Evaluation Environment

`ah2ac2.evaluation.evaluation_environment.EvaluationEnvironment`

Manages the interaction with a single game environment.

This class provides methods to connect to a game server, reset the environment, send actions, and receive observations, rewards, and game status.

Attributes:

Name	Type	Description
`connection`	`Optional[ClientConnection]`	The active connection, if established.
`done`	`bool`	A boolean indicating if the current game episode has finished.
`score`	`Optional[float]`	The final score of the game episode, available when `done` is True.

Source code in ah2ac2/evaluation/evaluation_environment.py

class EvaluationEnvironment:
    """
    Manages the interaction with a single game environment.

    This class provides methods to connect to a game server, reset the environment,
    send actions, and receive observations, rewards, and game status.

    Attributes:
        connection: The active connection, if established.
        done: A boolean indicating if the current game episode has finished.
        score: The final score of the game episode, available when `done` is True.
    """
    def __init__(self, connection_url: str):
        """
        Initializes the EvaluationEnvironment with a connection URL.
        """
        self.socket_url = f"wss://{connection_url}"

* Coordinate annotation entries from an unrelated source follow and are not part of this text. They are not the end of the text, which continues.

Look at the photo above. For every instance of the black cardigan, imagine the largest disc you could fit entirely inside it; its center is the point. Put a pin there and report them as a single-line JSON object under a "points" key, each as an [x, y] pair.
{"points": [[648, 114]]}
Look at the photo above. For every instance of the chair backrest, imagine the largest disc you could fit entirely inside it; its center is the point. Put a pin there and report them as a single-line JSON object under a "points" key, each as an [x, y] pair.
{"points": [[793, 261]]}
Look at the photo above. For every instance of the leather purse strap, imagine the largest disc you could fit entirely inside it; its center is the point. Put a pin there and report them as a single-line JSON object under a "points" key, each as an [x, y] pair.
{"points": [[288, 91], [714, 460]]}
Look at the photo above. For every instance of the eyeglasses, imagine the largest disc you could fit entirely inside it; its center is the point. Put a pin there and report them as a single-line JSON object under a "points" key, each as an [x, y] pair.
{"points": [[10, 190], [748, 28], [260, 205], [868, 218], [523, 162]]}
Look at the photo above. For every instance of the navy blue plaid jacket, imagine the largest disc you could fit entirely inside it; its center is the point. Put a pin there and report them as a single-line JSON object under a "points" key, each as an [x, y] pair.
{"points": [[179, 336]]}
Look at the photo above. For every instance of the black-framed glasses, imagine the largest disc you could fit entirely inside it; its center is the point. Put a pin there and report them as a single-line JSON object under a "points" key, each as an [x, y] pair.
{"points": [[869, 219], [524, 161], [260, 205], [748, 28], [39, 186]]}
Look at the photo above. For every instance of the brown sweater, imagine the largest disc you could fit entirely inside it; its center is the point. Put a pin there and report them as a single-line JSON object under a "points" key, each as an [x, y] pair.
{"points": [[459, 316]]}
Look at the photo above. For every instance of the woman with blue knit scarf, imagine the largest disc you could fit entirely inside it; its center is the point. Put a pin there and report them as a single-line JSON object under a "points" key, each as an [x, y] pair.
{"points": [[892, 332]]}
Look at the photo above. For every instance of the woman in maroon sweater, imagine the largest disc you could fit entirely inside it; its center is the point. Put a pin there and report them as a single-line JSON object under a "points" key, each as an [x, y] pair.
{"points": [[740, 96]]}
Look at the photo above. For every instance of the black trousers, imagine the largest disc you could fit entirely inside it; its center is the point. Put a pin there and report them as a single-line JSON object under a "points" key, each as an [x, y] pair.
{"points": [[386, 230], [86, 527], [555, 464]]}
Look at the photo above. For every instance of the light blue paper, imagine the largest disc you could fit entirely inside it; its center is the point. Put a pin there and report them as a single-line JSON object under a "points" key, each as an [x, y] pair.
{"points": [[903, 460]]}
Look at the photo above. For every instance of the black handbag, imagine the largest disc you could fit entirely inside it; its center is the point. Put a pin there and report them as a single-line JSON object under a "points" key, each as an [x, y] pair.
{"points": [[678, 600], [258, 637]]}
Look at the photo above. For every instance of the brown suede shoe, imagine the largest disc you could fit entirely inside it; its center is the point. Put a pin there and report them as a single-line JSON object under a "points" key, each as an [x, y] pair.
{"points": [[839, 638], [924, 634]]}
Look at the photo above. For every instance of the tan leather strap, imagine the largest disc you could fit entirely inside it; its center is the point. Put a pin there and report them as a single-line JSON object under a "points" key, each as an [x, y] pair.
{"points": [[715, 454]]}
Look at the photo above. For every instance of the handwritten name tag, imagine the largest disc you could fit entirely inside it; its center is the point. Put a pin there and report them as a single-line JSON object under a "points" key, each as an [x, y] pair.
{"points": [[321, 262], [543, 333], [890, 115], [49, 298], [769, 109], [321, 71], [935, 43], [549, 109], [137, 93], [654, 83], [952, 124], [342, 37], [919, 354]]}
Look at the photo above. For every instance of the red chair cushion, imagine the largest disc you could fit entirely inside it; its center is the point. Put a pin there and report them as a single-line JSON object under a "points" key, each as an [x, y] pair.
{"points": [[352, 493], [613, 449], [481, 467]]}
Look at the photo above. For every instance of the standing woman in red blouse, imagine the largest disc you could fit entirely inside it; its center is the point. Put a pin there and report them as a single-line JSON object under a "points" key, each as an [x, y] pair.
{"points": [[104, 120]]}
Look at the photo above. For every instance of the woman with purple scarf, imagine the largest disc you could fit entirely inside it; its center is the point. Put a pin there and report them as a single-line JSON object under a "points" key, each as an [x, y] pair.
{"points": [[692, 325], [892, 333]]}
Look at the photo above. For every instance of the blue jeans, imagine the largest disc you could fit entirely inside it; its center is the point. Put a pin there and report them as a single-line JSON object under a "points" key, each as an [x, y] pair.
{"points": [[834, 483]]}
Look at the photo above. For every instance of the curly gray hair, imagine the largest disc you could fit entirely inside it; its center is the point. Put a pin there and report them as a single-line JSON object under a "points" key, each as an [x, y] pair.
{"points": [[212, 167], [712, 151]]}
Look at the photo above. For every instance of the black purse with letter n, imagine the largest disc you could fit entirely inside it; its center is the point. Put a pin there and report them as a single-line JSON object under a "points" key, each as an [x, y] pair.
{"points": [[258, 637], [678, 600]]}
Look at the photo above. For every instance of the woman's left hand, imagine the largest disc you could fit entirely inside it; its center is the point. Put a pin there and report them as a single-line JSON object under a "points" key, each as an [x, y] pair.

        self.connection: Optional[ClientConnection] = None
        self.done: bool = False
        self.score: Optional[float] = None

        self._info: EnvironmentInfo | None = None
        self.__candidate_controlling: list[str] | None = None

    @property
    def info(self) -> EnvironmentInfo:
        """
        Provides static information about the environment.

        Raises:
            RuntimeError: If the environment has not been reset yet (i.e., no info received).

        Returns:
            An `EnvironmentInfo` object containing details like number of players,
            controlled agents, debug status, and game ID.
        """
        if self._info is None:
            raise RuntimeError("First reset environment.")
        return self._info

    async def reset(self):
        """
        Establishes a connection with the server and retrieves the initial state.

        This method connects to the game server, receives the initial observation,
        legal moves, and environment information.

        Raises:
            RuntimeError: If the environment is already active (connection exists). It is not possible to have two connections to the server at the same time using the same object.
            RuntimeError: If the server returns an error during connection or initial payload.

        Returns:
            A tuple `(obs, legal_moves)`:
                - `obs`: A dictionary mapping agent IDs to their initial observations (as JAX arrays).
                - `legal_moves`: A dictionary mapping agent IDs to their initial legal moves (as JAX arrays).
        """
        if self.connection is not None:
            raise RuntimeError("Environment is already active.")

        self.connection = await connect(
            self.socket_url,
            open_timeout=60,
            ping_interval=10,
            ping_timeout=60,
        )
        # Discard handshake.
        _ = await self.connection.recv()
        logging.info("Connection with the server established.")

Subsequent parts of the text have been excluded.